If you want to see it go all the way up to 5, log into one of the new VMs, and install stress and run it there too. In 6-10 minutes it will spin up a 4th instance. Again, at 4 instances you have two boxes near 100% and two boxes near 0%, but even if the apparent average is 49.5%, in my experience it will scale up again.

Or you can kill stress on the first machine to see it scale down. It will take roughly 10 to 15 minutes to see the first scale down operation, and then roughly 5 minutes for each additional scale down until it hits the configured minimum number of instances.

Sum Up

This concludes the series on standing up a high availability WordPress site with an auto scaling policy on AWS EC2. I’m currently running just under budget at a little under $400 dollars a year, but that’s also a lie. I’m currently still on the free tier, so I’m not paying for the load balancer. Add that in and I expect to be at least a couple hundred dollars over budget, but my budget was awfully low. Also, for the last 4 months, I’m at 99.99% uptime, according to Pingdom, compared to roughly 99.85% on shared hosting. Page load times are also much better. Currently, Pingdon has me at 0.793 seconds compared to 2.698 seconds on shared hosting. In the interest of full disclosure, I was at about 1.2 seconds when I first moved over, which is still significantly better. I’ve since done some WordPress optimizations that got me down to where I am now.
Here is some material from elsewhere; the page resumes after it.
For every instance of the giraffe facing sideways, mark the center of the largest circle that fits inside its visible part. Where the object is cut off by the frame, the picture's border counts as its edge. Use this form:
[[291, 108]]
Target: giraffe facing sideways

Note that there are significantly easier ways to do this, like:

  • I could have used Elastic Beanstalk to deploy my high availability WordPress site. Looking at the AWS write-up of doing this, it looks like it would have produced a very similar architecture to what I’ve built. It certainly would have been easier. I’m curious as to how it would have fared comparatively with what I’ve done in this series, for cost and performance.
  • I also could have used LightSail. It too would have been much easier. Again, curious as to how it compares for both performance and cost.

The reason I went the hard way is that one of my goals was to learn AWS and CloudFormation. At some point in the future, I may try the above easier approaches, compare them performance-wise and by cost, and write blog posts with those results.

There are also several things that I needed/wanted to do to my WordPress farm before going live with it, like:

  • I’ve been running my blog on SSL for a while now. I need to figure out how to do that in AWS.
  • I need to create backups to an S3 bucket, for both the database and the WordPress installation.
  • I need to modify my bootstrap code so it installs WordPress from the most recent backup, instead of reaching out to WordPress and grabbing the latest. I want new VMs to come up serving my content, with my theme and plugins. I don’t want them coming up like a new blank WordPress site.
  • I’d also like to explore standing up a VPN as an alternative to my bastion host.

Each of these could, and probably will, be a blog post. And I’ve obviously already done most of them, as evidenced by the fact that you’re reading this blog post and it’s over SSL. I just haven’t gotten around to writing about them yet.

For my next series, I’m going to go and do this all over again, but this time in Azure instead of AWS. It will be interesting to compare that to this for performance, cost and architecture.

WordPressMultiAz.zip – the CloudFormation template.


aws-wordpress-high-availability-blog
– the GitHub repository with the complete source for this series.